The tendency of the entertainment industry to try and turn everything into a franchise sometimes has strange results. Take, for instance, the example of RoboCop, where Paul Verhoeven’s original movie is generally regarded as a classic but where various efforts to create follow-ups and spin-offs have been at best incongruous, at worst just plain bad. There was the inevitable attempt to create a family-friendly kid’s Saturday morning cartoon out of it, for instance, because for some reason in the 1980s studio executives thought that making tie-in cartoons for small children based on films they weren’t allowed to see was a good ideas, and there was also the live action TV show which was watchable but entirely forgettable cyberpunk time-filler.
The 2014 remake came and went without gleaning much acclaim, and it seems like the rights holders have come to agree with the general sentiment that a lot of the stuff that’s been made since the original isn’t up to much. Not that they’re being sensible enough to just let it die, mind – they’re just working on a new movie which will be a direct sequel to the original film and treat everything else as non-canon.

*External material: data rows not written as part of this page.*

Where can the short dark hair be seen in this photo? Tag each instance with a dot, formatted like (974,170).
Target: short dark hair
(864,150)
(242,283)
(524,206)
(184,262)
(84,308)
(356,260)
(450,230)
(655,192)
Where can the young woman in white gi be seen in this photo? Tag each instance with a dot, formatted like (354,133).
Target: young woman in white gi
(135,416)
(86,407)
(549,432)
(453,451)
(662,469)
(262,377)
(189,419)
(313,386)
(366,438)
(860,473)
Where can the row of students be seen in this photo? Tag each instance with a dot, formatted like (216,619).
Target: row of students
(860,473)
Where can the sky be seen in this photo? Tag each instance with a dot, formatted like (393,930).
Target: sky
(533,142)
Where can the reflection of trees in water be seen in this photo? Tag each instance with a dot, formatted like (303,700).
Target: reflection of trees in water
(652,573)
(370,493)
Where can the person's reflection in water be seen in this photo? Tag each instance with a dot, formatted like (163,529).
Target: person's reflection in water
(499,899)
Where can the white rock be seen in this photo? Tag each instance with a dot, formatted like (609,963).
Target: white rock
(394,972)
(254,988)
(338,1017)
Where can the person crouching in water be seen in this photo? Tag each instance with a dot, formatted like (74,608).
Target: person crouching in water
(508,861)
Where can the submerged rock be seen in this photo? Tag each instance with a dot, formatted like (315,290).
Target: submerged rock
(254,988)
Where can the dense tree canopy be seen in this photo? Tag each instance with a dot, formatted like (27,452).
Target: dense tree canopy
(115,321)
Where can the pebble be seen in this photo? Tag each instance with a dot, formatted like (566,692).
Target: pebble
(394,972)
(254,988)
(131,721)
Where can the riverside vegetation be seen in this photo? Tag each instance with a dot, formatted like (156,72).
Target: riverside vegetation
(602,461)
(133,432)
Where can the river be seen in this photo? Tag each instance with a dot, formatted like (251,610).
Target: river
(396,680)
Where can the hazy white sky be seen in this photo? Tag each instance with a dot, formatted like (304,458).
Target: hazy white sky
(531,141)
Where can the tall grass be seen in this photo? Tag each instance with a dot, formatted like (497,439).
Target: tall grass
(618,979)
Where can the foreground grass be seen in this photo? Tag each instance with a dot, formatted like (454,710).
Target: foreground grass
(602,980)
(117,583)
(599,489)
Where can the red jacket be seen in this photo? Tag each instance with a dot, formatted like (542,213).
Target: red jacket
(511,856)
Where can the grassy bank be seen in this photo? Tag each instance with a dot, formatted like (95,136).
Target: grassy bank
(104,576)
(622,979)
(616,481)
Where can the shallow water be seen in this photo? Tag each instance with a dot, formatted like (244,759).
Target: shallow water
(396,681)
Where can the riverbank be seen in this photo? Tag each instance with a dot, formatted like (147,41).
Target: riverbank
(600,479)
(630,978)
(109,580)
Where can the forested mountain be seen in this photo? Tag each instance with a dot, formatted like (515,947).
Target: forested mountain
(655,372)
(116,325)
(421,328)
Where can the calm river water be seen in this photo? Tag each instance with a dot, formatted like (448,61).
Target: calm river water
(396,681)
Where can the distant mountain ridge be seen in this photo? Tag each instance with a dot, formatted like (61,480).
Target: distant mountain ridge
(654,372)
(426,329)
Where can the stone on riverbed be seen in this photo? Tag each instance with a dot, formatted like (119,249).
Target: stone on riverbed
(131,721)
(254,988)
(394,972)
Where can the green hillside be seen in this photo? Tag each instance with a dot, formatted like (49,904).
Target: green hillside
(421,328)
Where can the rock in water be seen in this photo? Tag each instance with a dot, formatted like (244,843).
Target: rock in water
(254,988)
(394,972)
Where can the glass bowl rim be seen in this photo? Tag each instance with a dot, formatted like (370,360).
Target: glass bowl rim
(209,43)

Where did it all go wrong? Let’s look at the original movie trilogy and see if we can work it out.
RoboCop
The first film is, at its very simplest, a superhero origin story, and like all the classic superhero origin stories it’s so archetypal that I really don’t need to spend much energy summarising it here. Alex Murphy (Peter Weller) is a cop in Detroit in an edgy cyberpunk future. The privatised police force’s contract is held by Omni Consumer Products (OCP), which is researching robotic alternatives to conventional flesh-and-blood police. When the ED-209 project of corporate vice president Dick Jones (Ronny Cox) suffers a few setbacks, the up and coming executive Bob Morton (Miguel Ferrer) proposes stepping up his own RoboCop project. Blah blah, Murphy gets mortally wounded at the hands of Clarence Boddicker (Kurtwood Smith) and his gang, he gets cyborged up, the memory wipe doesn’t work 100% and he sets out to recover his memories and avenge his death with the help of his former partner on the force Anne Lewis (Nancy Allen).